As a shortcut, if it sees Update(A, A), then it short-circuits and throws the update away. Now, to be fair, this is "guaranteed" not to happen by the informer code. However, it does happen in times of etcd disruption. I did a bunch of debugging, and never could pin down the issue. I put it down to guarantees being forfeit when etcd is recovered.

However, this seems to show that perhaps this bug *does* exist in normal cases. We should consider getting a change upstream in the EndpointChangeTracker that compares New against the current known state, rather than the Old as generated by the informer.

Comment 6 Dan Winship 2019-09-03 12:48:15 UTC
Based on the logs, that's not what happened in this case though. We got an Add for the Endpoints, and then did not log any further events for it, but then somehow ended up with no Endpoints.

Comment 7 Casey Callendrello 2019-09-04 16:36:06 UTC
I don't see the Add for the Service.
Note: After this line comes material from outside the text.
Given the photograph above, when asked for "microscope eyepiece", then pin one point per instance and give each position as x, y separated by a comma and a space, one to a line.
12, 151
Did we miss that, or did you just elide it from the logs?

Comment 8 Dan Winship 2019-09-04 18:58:34 UTC
I just didn't mention it:

I0830 01:44:22.612458    2535 service.go:332] Adding new service port "openshift-ingress/router-default:http" at 172.30.2.238:80/TCP
I0830 01:44:22.612483    2535 service.go:332] Adding new service port "openshift-ingress/router-default:https" at 172.30.2.238:443/TCP
I0830 01:44:22.618573    2535 roundrobin.go:310] LoadBalancerRR: Setting endpoints for openshift-ingress/router-default:http to [10.128.2.4:80 10.131.0.6:80]
I0830 01:44:22.618634    2535 roundrobin.go:310] LoadBalancerRR: Setting endpoints for openshift-ingress/router-default:https to [10.128.2.4:443 10.131.0.6:443]
I0830 01:44:22.774292    2535 proxier.go:1464] Opened local port "nodePort for openshift-ingress/router-default:http" (:31392/tcp)
I0830 01:44:22.774453    2535 proxier.go:1464] Opened local port "nodePort for openshift-ingress/router-default:https" (:30152/tcp)
I0830 01:44:22.806218    2535 healthcheck.go:151] Opening healthcheck "openshift-ingress/router-default" on port 31765

oh... huh, there's an "Adding new service port" from vendor/k8s.io/kubernetes/pkg/proxy/service.go, but no "sdn proxy: add svc ..." from pkg/network/proxy/proxy.go... So yeah, we didn't get an Add for the Service in this case. (Though we got an Update for it I guess?)

Comment 9 Casey Callendrello 2019-09-09 14:39:56 UTC
> (Though we got an Update for it I guess?)

Yeah, that's related to what's been on my mind: when we see Update(A1, A2), we should compare A2 against A_cached, not A1.

Of course, the informers should "never" have this happen. But clearly it does.

Comment 10 David Eads 2019-09-09 18:23:19 UTC
If you suspect that your informer isn't working, you could add debugging like https://github.com/openshift/origin/pull/21851 to the informers in question.  That output would be enough to represent a minimum reproducer of bad notification.

We are fairly confident that informers aren't dropping notifications since every controller and operator is built on them, but that output could provide proof.

Comment 11 Casey Callendrello 2019-09-10 09:33:53 UTC
Ah, that's a good suggestion.

Eric, any hints as how to reproduce this?